Le Centre Lugar n’est « qu’un petit élément d’une partie d’un programme militaire et biologique tentaculaire des États-Unis », a encore accusé le général, selon qui le Pentagone aurait d’autres laboratoires dans des pays voisins de la Russie.

Ce contre-feu russe ne manque pas de pertinence, d’autant plus qu’elle rappelle l’affaire de Pont-Saint-Esprit, une localité française où, en 1951, quelques dizaines d’habitants furent atteint d’un mal étrange… Au moins cinq en moururent et 50 furent internés pour des troubles psychiatriques.

L’on n’a jamais su le fin mot de cette histoire. Mais les hypothèses pour expliquer ce qui arriva à la population de ce village évoquent une contamination de la farine ayant servi à faire du pain (il a été question d’ergot de seigle, d’intoxication due à un fongicide, à de l’agène ou encore à des mycotoxines). D’autres ont évoqué la piste de la CIA, qui aurait choisi Pont-Saint-Esprit pour mener des expériences à base de LSD, dans le cadre de son projet MK-Ultra. Mais cela n’a jamais pu être prouvé. Et les documents déclassifiés relatifs aux expériences du Pentagone, menées en collaboration avec l’agence de renseignement, sur le contrôle mental n’évoquent pas cette affaire [ce qui ne prouve rien non plus…].

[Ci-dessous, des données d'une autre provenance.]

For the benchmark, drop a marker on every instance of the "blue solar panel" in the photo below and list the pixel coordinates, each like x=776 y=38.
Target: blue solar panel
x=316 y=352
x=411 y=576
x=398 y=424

Quoi qu’il en soit, le porte-parole du Pentagone et les autorités géorgiennes ont catégoriquement démenti les affirmations russes, lesquelles peuvent aussi avoir pour objectif de créer de la défiance au sein de la population, à l’heure où la Commission OTAN-Géorgie devait se réunir. Les accusations russes sont « absurdes », a immédiatement réagi le ministère géorgien de la Santé. « Le travail [du centre Lugan] est entièrement tourné vers la protection sanitaire de la population », a fait valoir le Centre national géorgien de contrôle des maladies et de la santé publique.

Il s’agit d’une « invention » entrant dans le cadre de la « campagne de désinformation imaginaire et fausse contre l’Occident » et de « tentatives évidentes de détourner l’attention des mauvais comportements de la Russie sur de nombreux fronts », a répondu Éric Pahon, le porte-parole du Pentagone. « Les États-Unis ne développent pas d’armes biologiques dans le centre Lugar », a-t-il insisté, avant de préciser que le Centre Lugan appartient au Centre national géorgien pour le contrôle des maladies et la santé publique (NCDC), qui en assure l’exploitation.

« La mission du Centre Lugar est de contribuer à la protection des citoyens contre les menaces biologiques, de promouvoir la santé publique et animale par le biais du dépistage des maladies infectieuses, de la surveillance épidémiologique et de la recherche. Et cela dans l’intérêt de la Géorgie, du Caucase et de la communauté mondiale », a expliqué M. Pahon.